Além disso, Anísio Teixeira apontava, desde a década de 1950, que a educação secundária era excessivamente propedêutica. Priorizava a visão de etapa preparatória a estudos mais aprofundados de nível superior, subestimando o relevante papel de preparação técnica profissional dos jovens para o mundo do trabalho. Nos países mais competitivos e bem-sucedidos, a maioria dos jovens que fazem o ensino médio regular o fazem juntamente com educação profissional. No Brasil, somente 11% adotam tal estratégia. Como está estruturado hoje, a concepção subjacente é de que o ensino médio quase exclusivamente prepara ao ensino superior. Porém, contraditoriamente, menos de um quinto dos jovens vão para as faculdades e menos de 12% da população adulta têm diploma universitário.
O processo ensino-aprendizagem no ensino médio depende de muitos fatores, mas cabe especial destaque às condições de trabalho dos professores que atuam neste nível educacional. Em geral, eles são mal remunerados e os cursos de formação, quando ofertados, não conseguem capacitá-los adequadamente à adoção de metodologias inovadoras e contemporâneas, especialmente quanto ao uso de novas tecnologias no ambiente educacional.

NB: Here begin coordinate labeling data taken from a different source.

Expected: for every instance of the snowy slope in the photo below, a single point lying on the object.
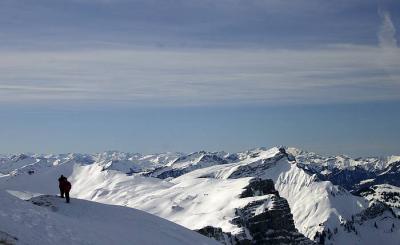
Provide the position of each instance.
(206, 189)
(51, 221)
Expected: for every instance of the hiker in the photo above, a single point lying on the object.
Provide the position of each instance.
(60, 185)
(65, 187)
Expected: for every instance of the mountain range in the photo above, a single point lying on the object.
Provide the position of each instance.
(280, 195)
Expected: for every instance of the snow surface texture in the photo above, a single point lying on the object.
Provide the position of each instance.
(49, 220)
(204, 188)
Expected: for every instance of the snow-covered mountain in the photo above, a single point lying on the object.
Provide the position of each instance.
(49, 220)
(260, 196)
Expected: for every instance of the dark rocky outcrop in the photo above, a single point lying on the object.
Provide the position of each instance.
(265, 221)
(217, 234)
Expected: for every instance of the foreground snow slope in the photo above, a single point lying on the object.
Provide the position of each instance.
(85, 222)
(202, 190)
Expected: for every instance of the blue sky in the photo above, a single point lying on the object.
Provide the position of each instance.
(174, 75)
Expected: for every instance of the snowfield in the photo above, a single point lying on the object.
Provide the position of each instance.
(205, 189)
(49, 220)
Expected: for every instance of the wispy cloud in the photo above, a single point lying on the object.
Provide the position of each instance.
(206, 76)
(387, 32)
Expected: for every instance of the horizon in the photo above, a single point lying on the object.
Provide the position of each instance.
(156, 76)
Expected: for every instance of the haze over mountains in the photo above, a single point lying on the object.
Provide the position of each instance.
(262, 196)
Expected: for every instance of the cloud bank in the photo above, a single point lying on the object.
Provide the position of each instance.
(196, 52)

Má qualidade do ensino médio tem também como consequência um parque universitário extremamente limitado na sua capacidade de gerar ciência e inovação que sejam mundialmente competitivas. Seremos reduzidos, cada vez mais, a meros
consumidores de tecnologias desenhadas no exterior e adquiridas via commodities com preços aviltantes, num ambiente de baixa produtividade e de altas taxas de desemprego.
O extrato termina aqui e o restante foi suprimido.